Toby Pettman

Personal information
- Full name: Toby Henry Somerville Pettman
- Born: 11 May 1998 (age 28) Kingston upon Thames, London
- Batting: Right-handed
- Bowling: Right-arm medium-fast

Domestic team information
- 2017–2020: Oxford University
- 2018–2019: Oxford MCCU
- 2022–2024: Nottinghamshire
- 2022: → Derbyshire (on loan)
- 2022: → Kent (on loan)

Career statistics
| Competition | First-class | List A |
| Matches | 11 | 9 |
| Runs scored | 126 | 14 |
| Batting average | 12.60 | 14 |
| 100s/50s | 0/1 | 0/0 |
| Top score | 54* | 9* |
| Balls bowled | 2,081 | 372 |
| Wickets | 44 | 9 |
| Bowling average | 23.20 | 39.22 |
| 5 wickets in innings | 2 | 0 |
| 10 wickets in match | 0 | 0 |
| Best bowling | 5/19 | 4/44 |
| Catches/stumpings | 4/– | 2/– |
- Source: Cricinfo, 28 September 2024

= Toby Pettman =

English cricketer (born 1998)

Toby Henry Somerville Pettman (born 11 May 1998) is a retired English first-class cricketer who played for Nottinghamshire, Oxford University Cricket Club and Oxford MCCU.

== Early life and career ==
Pettman was born in Kingston upon Thames in May 1998. He was educated at Tonbridge School, before going up to Jesus College, Oxford to read classics, graduating in 2020 with a double first. While studying at Oxford, Pettman made four appearances in first-class cricket for Oxford University against Cambridge University in The University Matches of 2017, 2018, 2019, and 2020, captaining the side in the 2020 game (the last to have first-class status). In addition to playing for Oxford University, Pettman also made three first-class appearances for Oxford MCCU against Kent in 2018 and Middlesex and Hampshire in 2019. In seven first-class matches, Pettman scored 122 runs at an average of 17.42 and a high score of 54 not out, while with his right-arm fast-medium bowling he took 33 wickets at a bowling average of 21.15, twice taking a five wicket haul. He recorded his best figures of 5 for 19 in the University Match of 2019.
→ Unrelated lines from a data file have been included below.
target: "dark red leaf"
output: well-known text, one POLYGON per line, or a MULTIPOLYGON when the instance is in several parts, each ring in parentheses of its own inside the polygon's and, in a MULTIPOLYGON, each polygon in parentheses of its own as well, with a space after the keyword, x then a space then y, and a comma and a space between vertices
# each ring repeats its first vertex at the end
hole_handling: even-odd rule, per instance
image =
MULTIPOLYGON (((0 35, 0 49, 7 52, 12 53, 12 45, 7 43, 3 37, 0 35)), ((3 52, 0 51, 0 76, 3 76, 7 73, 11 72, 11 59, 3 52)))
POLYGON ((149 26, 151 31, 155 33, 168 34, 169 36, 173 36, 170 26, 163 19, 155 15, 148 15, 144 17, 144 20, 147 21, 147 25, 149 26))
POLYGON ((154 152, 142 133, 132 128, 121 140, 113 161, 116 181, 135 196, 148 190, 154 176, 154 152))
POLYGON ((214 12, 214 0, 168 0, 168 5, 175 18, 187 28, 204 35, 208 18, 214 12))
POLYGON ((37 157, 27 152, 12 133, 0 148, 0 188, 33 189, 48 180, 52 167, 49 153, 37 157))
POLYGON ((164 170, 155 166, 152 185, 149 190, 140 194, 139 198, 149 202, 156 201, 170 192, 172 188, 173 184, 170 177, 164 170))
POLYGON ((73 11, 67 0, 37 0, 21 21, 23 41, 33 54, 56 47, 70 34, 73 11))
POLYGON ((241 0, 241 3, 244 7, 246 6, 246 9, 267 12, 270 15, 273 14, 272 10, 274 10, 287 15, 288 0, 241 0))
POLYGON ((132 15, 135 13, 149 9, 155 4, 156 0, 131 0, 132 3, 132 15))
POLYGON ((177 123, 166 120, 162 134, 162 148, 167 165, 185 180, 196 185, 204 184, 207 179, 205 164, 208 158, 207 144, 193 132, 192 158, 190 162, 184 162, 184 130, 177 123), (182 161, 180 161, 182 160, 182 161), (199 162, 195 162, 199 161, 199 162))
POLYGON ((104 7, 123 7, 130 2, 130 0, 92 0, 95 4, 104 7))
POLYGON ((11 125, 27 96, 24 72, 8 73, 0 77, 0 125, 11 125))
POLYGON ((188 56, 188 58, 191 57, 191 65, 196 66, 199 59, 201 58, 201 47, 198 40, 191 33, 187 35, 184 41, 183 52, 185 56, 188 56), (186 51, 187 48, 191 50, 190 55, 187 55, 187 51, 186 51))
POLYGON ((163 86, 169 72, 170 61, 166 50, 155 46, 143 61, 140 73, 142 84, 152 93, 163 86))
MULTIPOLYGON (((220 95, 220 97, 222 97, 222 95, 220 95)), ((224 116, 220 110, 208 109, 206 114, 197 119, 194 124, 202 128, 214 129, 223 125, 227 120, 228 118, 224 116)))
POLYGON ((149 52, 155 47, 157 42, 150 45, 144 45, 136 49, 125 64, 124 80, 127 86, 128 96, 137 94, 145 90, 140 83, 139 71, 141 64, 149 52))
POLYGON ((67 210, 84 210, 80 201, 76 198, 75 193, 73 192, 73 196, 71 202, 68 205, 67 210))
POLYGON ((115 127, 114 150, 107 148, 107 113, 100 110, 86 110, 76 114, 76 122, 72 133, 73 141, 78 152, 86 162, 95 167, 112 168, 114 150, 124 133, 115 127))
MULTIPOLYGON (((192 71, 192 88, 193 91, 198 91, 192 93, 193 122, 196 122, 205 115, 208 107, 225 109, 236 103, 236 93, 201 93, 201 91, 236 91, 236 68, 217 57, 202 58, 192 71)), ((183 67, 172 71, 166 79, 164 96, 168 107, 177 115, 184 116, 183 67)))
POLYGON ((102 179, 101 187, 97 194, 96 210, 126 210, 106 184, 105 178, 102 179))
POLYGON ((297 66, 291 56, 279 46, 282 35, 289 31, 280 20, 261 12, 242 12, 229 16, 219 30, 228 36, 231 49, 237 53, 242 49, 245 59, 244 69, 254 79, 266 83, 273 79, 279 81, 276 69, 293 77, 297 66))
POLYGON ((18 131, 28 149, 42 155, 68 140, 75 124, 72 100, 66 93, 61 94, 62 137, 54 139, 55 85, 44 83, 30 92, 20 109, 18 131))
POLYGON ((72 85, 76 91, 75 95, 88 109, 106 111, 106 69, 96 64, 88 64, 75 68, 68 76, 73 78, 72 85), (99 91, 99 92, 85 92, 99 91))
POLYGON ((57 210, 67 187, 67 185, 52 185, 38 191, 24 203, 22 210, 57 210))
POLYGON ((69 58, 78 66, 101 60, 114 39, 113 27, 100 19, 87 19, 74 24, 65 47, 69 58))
After leaving Oxford in 2020, Pettman was about to start a job in data analytics when he was offered a one-year professional cricket contract by Nottinghamshire coach Peter Moores. He played for the Nottinghamshire 2nd XI in 2021 and then signed another one-year contract for 2022. In November 2021, he was selected for a Marylebone Cricket Club squad to play a tournament in Almería, Spain.

Pettman began the 2022 season once again in the Nottinghamshire 2nd XI. In June 2022, he joined Derbyshire on a short-term loan. Making his County Championship debut against Middlesex at Queen's Park, Chesterfield, he took 3 wickets for 40 runs to record the best bowling figures in Derbyshire's first innings. Later in the month, he also played a single Championship game for Kent as a short-term loan signing to cover for injuries.

On 20 August 2022, Pettman made his List A debut for Nottinghamshire in a One-Day Cup match against Leicestershire, taking 1/45 off nine overs and scoring five not out. In his second game of the competition three days later, he took a career-best 4/44 against
Surrey.

Pettman signed a new two-year contract with Nottinghamshire in October 2022. He announced his retirement from professional cricket in September 2024.